I am having a wood sign made. It will be going outside but I'm going to build an awning to protect it. I know I will still will have to seal it but my problem is that I'm not sure what to seal it with and how to do it. Any help would be greatly appreciated.


----------



## flashhole (Mar 27, 2012)

If the wood is not fully seasoned or cured and is still outgassing and/or leaching resin it won't matter what you seal it with it will bubble and peel. 

If it is fully seasoned you can use Marine Varnish to highlight the wood grain.

If it is seasoned and you want to paint it I recommend 2 or three coats of Sears Weather Beater paint. That stuff is excellent.


----------



## simonatkins (Apr 12, 2012)

There are many solutions to that problems. The best thing you have to do is to search and ask experts on what's the best sealant for you task.


----------



## boutselis (May 1, 2012)

do you want something clear, semi trans parent , or solid color?

And what kind of wood is it. 

if the sign is white oak, cedar, or red wood then you can actually go natural with no sealer, especially if its covered with an awning. 

If you want a solid color like paint then any satin or semi gloss paint would really work just fine. some say you should put a sealer on first if its up on a wall and and protected to some degree than the paint is enough. 

The problem with clear coats is the sun. If you want clear the best thing for out doors is a val spar poly with a uv protectant. 
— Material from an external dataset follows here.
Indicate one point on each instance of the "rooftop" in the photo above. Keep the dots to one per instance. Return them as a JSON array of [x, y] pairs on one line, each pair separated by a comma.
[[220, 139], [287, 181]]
The wood has to be fully dried before any of these are done. that is very important.


----------



## Tundra Man Mike (May 1, 2012)

This is urgent? Like going to the ER for a haircut.


----------



## SliverPicker (May 3, 2012)

If you put any clear coat (ie varnish or lacquer) on it you will be redoing it often as it will peel in 2 years or less.. Oil based exterior paint will work great. I recommend using a clear exterior oil to bring out the grain, preserve the wood, but yet have no chance of peeling. Apply liberally and let it soak in. Sherwin Williams professional products are great. Diamond Vogel is excellent as well.


----------



## Dennis_Peacock (May 3, 2012)

Tundra Man Mike said:


> This is urgent? Like going to the ER for a haircut.



:hmm3grin2orange:


----------